乔觉看起来又像在笑又想哭,兴许是注意到自己表情不够得体,扭过脸调整好情绪:“下午了。”
“我能不能提个要求?”
“水?还是医生?”
“都不是。”姜烁斟酌着,“让我抱一下吧?”
乔觉竟然没有直接拒绝:“别乱动,你骨折了。”
原来那疼痛不是幻觉:“嘶,难怪我现在像个被零件拆分的机器人。那我还有救吗?”
“只是骨头断掉了而已。”
“不要用这么轻松的表情下这种可怕的定论啊?”
乔觉总算被他逗笑了:“会长回来的。”
那笑容无论从怎样的评判标准,都是很好看的,此刻却只让姜烁想落泪——地震的恐惧没有,疼得几乎昏死过去也没有,能让他哭的就只有乔觉。他怕自己真的在乔觉面前哭出来,想抬手揉揉眼睛,感叹道:“能再看到你这么笑,做什么都值得。”
“不要乱动。”乔觉按住他,“真的会断。”
“哎哎打住,还是别再提断不断的,我觉得自己现在不像机器人像个木偶。你怎么样?”
乔觉把绷带给他看。
“你没事我就放心了,小心点,别留下疤。岁岁呢?”
“后脑勺磕到了,轻微的脑震荡,没大碍。”
“那就好。她现在人在哪里?”
“隔壁病房,吐了几次,刚睡着。那个……”
“嗯?”
“谢谢你救她。她同学家……”叹气,“要不是有你在……”
“别说傻话。”要不是行动被限制,姜烁真的很想摸摸他的头,哪怕像对待孩子,依然是有效的安慰,“那可是我的女儿,救自己孩子还需要被道谢么?”

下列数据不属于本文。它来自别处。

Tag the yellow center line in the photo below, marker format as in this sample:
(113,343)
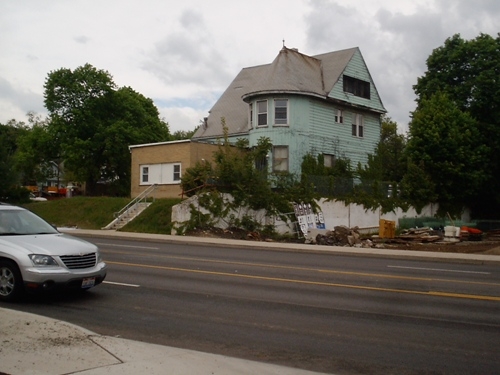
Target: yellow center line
(318,283)
(336,272)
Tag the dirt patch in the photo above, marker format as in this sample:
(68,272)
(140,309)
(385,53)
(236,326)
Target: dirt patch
(490,246)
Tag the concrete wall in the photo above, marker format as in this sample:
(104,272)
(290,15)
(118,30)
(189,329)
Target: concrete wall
(335,213)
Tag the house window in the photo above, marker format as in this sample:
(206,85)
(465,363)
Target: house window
(281,111)
(161,173)
(262,113)
(177,172)
(280,159)
(329,160)
(339,118)
(357,125)
(357,87)
(250,110)
(145,174)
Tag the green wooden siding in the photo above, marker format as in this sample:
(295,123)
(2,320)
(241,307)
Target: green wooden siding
(330,137)
(313,130)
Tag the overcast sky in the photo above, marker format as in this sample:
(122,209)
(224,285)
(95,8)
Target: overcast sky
(183,54)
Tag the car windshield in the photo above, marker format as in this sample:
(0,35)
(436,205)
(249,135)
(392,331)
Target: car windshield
(23,222)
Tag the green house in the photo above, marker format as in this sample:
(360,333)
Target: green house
(324,104)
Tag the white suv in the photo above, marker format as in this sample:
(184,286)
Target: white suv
(35,256)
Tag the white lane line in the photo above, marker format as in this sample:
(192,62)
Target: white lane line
(121,284)
(439,269)
(133,247)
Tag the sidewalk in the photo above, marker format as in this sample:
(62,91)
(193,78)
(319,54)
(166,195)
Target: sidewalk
(35,345)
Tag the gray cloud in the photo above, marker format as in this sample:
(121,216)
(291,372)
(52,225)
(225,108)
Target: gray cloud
(396,45)
(20,101)
(189,56)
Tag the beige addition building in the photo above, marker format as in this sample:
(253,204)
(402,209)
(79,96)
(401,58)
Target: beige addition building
(163,164)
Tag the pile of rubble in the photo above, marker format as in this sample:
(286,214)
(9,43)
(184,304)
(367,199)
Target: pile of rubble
(423,235)
(339,236)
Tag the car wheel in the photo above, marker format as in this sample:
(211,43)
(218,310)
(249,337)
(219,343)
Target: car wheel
(11,281)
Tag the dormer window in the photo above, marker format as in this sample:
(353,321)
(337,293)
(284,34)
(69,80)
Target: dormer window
(339,118)
(262,113)
(250,110)
(357,87)
(281,111)
(358,125)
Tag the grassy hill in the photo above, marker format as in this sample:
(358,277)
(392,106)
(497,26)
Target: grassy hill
(97,212)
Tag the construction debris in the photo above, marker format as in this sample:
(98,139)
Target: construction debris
(339,236)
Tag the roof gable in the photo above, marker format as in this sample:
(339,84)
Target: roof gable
(291,72)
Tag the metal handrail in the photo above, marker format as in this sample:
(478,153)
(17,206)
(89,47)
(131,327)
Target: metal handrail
(143,196)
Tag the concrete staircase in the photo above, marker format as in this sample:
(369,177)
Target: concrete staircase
(133,209)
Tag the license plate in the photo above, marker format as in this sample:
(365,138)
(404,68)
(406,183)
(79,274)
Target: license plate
(88,282)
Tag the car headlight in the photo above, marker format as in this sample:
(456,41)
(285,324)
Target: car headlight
(42,260)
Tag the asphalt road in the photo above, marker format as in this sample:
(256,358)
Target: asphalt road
(321,312)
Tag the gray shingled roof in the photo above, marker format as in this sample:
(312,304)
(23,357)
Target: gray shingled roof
(290,72)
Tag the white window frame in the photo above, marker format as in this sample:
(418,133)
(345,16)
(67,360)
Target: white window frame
(250,114)
(177,172)
(144,174)
(358,127)
(161,174)
(280,159)
(329,160)
(282,121)
(339,118)
(261,113)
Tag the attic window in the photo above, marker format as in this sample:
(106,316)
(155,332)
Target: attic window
(262,113)
(357,87)
(281,111)
(339,118)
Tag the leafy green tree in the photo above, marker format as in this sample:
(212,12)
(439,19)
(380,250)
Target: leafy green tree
(93,123)
(467,72)
(10,189)
(443,145)
(388,162)
(34,151)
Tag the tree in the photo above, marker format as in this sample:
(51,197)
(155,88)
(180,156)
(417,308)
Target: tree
(443,145)
(34,151)
(9,175)
(388,163)
(93,123)
(467,72)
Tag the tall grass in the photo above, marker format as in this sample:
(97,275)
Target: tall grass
(97,212)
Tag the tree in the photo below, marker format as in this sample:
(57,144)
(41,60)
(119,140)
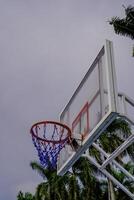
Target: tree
(25,196)
(54,186)
(124,26)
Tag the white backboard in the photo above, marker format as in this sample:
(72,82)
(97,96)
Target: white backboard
(92,107)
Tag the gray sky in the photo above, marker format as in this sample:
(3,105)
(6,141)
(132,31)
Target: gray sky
(46,48)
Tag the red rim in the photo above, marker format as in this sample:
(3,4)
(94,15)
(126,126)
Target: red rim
(54,123)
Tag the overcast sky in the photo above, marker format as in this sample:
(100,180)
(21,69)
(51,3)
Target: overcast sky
(46,47)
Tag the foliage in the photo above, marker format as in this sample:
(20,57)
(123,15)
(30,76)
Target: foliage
(124,26)
(25,196)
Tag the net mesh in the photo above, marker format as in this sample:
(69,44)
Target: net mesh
(49,138)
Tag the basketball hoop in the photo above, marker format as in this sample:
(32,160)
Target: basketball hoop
(49,137)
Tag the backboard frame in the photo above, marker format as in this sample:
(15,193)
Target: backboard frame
(108,117)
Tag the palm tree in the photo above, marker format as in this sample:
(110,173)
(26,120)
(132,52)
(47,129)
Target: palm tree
(124,26)
(113,137)
(26,196)
(55,187)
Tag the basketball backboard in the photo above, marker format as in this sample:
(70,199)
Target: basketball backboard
(92,107)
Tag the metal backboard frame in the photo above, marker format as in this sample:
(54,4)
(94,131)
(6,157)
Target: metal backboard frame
(107,118)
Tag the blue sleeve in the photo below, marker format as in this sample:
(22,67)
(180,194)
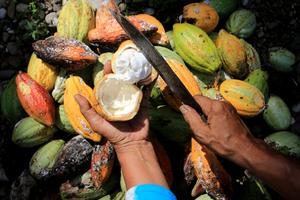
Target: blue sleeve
(149,192)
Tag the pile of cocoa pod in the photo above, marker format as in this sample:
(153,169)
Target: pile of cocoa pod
(208,51)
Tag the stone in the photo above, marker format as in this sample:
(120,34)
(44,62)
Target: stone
(12,48)
(2,13)
(21,7)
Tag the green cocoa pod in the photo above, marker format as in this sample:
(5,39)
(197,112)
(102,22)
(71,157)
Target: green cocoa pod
(169,54)
(241,23)
(224,7)
(76,18)
(59,87)
(84,189)
(44,158)
(259,79)
(169,125)
(196,48)
(30,133)
(233,54)
(171,39)
(277,115)
(10,104)
(98,67)
(62,121)
(285,142)
(253,60)
(281,59)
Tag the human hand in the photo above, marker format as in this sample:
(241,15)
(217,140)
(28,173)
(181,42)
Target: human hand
(224,132)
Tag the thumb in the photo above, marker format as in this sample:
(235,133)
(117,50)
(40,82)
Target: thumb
(193,118)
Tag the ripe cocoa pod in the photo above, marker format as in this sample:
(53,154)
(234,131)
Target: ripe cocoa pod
(67,53)
(29,133)
(186,77)
(196,48)
(75,20)
(259,79)
(211,174)
(202,15)
(59,87)
(44,158)
(10,104)
(62,121)
(241,23)
(102,163)
(244,97)
(232,53)
(75,85)
(277,114)
(35,99)
(253,60)
(42,72)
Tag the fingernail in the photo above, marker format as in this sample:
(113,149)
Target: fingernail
(183,109)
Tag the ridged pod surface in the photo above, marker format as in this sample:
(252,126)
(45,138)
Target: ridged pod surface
(196,48)
(244,97)
(185,76)
(59,87)
(29,133)
(44,158)
(11,108)
(259,79)
(35,99)
(43,73)
(75,85)
(160,37)
(76,18)
(277,114)
(232,53)
(62,121)
(209,171)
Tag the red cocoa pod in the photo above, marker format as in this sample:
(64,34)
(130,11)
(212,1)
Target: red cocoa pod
(35,100)
(102,163)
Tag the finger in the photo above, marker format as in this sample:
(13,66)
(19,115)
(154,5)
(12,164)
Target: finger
(107,67)
(193,118)
(97,123)
(205,103)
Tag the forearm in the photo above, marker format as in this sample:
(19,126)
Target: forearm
(272,167)
(139,164)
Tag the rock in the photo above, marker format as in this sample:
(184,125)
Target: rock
(5,36)
(51,19)
(21,7)
(11,9)
(12,48)
(2,13)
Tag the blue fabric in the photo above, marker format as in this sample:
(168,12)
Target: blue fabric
(149,192)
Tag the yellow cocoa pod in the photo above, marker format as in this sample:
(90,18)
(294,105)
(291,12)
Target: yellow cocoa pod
(233,54)
(75,20)
(43,73)
(75,85)
(244,97)
(160,37)
(185,76)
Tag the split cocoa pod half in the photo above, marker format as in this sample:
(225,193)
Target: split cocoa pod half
(117,94)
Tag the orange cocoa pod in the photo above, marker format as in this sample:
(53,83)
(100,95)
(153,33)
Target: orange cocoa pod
(163,160)
(35,99)
(209,171)
(102,163)
(108,33)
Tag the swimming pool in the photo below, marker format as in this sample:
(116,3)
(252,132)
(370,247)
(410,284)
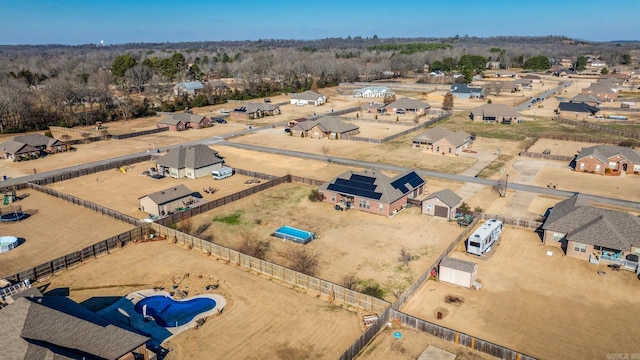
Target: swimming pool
(7,243)
(168,312)
(293,234)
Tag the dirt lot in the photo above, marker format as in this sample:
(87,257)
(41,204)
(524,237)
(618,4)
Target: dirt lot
(532,302)
(262,320)
(351,242)
(54,228)
(411,345)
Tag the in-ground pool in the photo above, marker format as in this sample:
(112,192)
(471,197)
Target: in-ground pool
(7,243)
(293,234)
(168,312)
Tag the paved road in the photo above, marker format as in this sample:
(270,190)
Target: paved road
(339,160)
(527,104)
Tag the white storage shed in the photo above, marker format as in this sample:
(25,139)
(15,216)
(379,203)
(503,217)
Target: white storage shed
(458,272)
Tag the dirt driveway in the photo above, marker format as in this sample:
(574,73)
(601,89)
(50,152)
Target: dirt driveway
(545,306)
(262,319)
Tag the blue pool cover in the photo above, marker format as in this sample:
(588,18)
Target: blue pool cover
(293,234)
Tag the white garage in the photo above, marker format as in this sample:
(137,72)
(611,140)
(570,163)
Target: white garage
(458,272)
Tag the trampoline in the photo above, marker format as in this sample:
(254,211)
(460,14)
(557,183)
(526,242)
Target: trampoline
(293,234)
(7,243)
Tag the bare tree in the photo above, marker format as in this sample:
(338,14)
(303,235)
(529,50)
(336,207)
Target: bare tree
(303,260)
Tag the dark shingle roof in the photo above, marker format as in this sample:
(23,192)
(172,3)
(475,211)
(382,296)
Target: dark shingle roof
(577,107)
(33,329)
(169,195)
(458,264)
(604,152)
(595,226)
(191,157)
(446,196)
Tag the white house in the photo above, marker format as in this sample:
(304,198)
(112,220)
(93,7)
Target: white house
(308,98)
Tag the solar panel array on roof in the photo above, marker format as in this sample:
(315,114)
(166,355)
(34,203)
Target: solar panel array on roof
(361,178)
(411,178)
(357,185)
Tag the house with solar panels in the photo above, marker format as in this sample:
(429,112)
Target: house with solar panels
(372,191)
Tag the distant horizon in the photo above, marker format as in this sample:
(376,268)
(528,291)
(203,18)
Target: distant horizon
(117,22)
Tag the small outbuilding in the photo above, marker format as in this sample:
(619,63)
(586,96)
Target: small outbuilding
(443,203)
(457,271)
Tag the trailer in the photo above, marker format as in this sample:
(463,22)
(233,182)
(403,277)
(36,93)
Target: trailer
(486,235)
(223,172)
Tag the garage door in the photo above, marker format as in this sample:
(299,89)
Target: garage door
(442,211)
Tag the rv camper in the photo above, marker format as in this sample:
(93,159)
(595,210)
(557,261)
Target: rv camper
(223,172)
(481,240)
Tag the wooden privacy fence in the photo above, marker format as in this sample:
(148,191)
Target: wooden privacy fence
(64,262)
(459,338)
(87,204)
(275,271)
(587,125)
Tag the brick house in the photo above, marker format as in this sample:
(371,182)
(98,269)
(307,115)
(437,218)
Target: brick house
(596,159)
(372,191)
(591,233)
(443,203)
(328,127)
(441,140)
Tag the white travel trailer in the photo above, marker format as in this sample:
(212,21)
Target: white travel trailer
(481,240)
(223,172)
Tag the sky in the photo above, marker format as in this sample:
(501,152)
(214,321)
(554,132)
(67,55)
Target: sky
(74,22)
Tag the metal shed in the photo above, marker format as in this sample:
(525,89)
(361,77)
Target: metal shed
(458,272)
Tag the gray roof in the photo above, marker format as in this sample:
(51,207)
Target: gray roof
(377,187)
(458,264)
(406,103)
(494,110)
(604,152)
(170,194)
(587,224)
(446,196)
(328,124)
(34,329)
(191,157)
(308,95)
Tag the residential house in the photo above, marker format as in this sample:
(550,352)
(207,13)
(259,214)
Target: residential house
(590,233)
(571,110)
(443,203)
(372,191)
(188,88)
(441,140)
(494,113)
(167,201)
(596,159)
(56,327)
(191,162)
(604,91)
(308,98)
(31,145)
(255,111)
(183,121)
(408,106)
(464,91)
(328,127)
(588,99)
(373,92)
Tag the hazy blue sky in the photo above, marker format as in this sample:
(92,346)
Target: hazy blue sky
(122,21)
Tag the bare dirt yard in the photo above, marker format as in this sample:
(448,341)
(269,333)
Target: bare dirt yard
(411,345)
(545,306)
(54,228)
(262,319)
(352,242)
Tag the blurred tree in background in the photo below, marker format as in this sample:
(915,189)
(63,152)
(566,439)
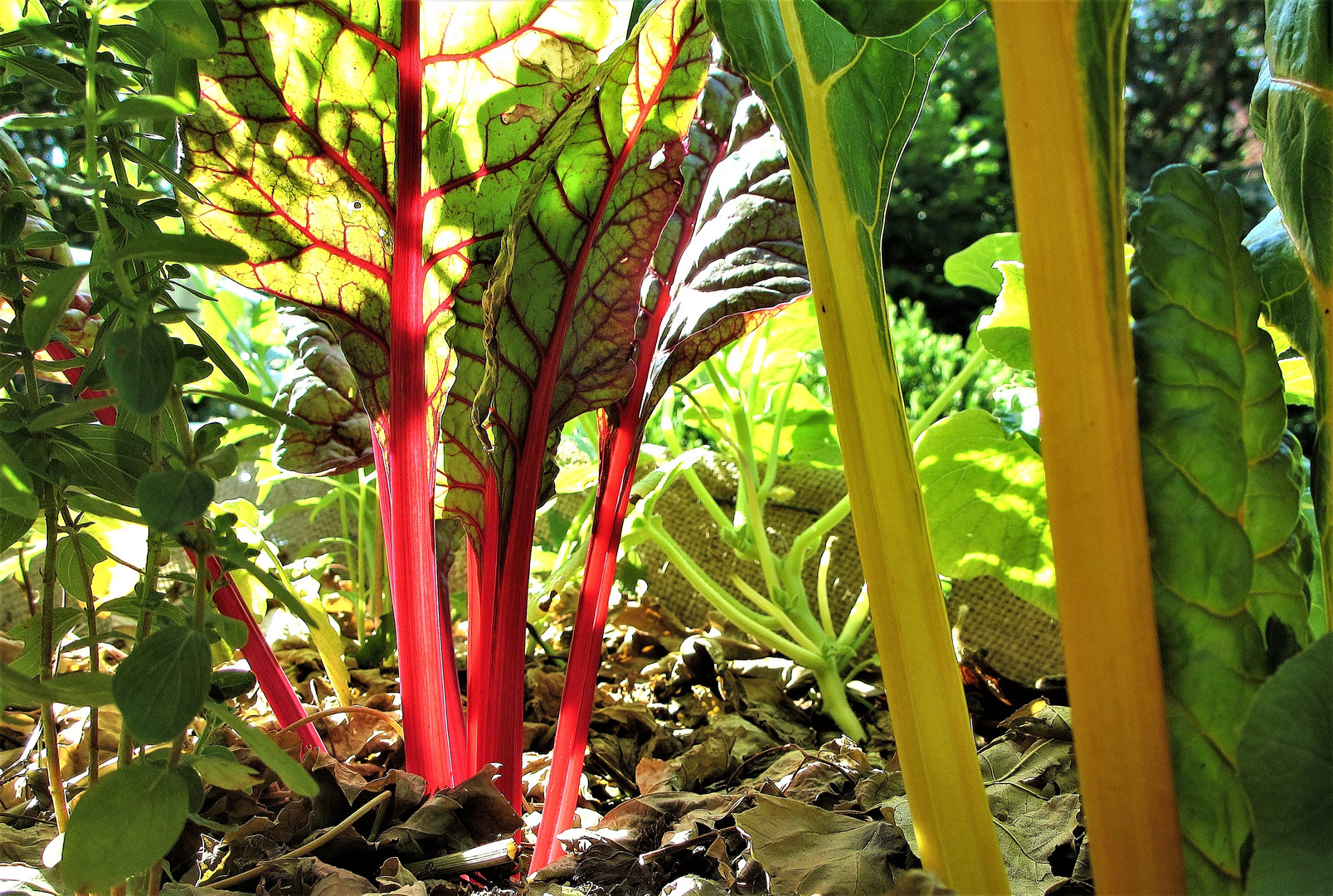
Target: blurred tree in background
(1192,67)
(1190,71)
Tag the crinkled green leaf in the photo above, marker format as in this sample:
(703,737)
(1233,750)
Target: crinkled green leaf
(560,311)
(1285,760)
(1223,489)
(744,256)
(976,265)
(878,17)
(869,136)
(1292,112)
(301,173)
(322,391)
(985,502)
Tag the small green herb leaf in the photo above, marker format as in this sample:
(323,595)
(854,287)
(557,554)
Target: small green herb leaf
(123,825)
(168,499)
(142,362)
(17,491)
(68,570)
(48,302)
(287,768)
(162,685)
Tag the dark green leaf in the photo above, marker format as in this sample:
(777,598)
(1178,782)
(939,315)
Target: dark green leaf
(123,825)
(75,411)
(1285,762)
(162,685)
(287,768)
(219,356)
(144,107)
(48,72)
(17,495)
(68,570)
(142,362)
(169,499)
(228,684)
(105,460)
(187,248)
(975,265)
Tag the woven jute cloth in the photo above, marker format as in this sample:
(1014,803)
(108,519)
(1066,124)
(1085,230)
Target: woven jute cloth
(1014,638)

地震等级并不高,大多数房屋都还顽强地屹立原地,只有这家酒店年久失修,才酿成大祸。事后赔偿要一笔笔算,但再多的钱也补不上生离死别的伤痛。他们为他人的不幸哀悼,也为自己的劫后余生后怕又庆幸。
姜烁坚持不了多久,还是把视线移回乔觉身上,后者被他过于直白的眼神盯得有些不自在。姜烁猜他在害羞,得寸进尺试探:“对了,之前欠着的——”
甚至话都没有说完,吻已经落了下来。
看似大胆的人做完这个举动,像被针扎破的气球勇气跑得一干二净。乔觉坐回去,目光闪烁,抑制不住耳根发烫。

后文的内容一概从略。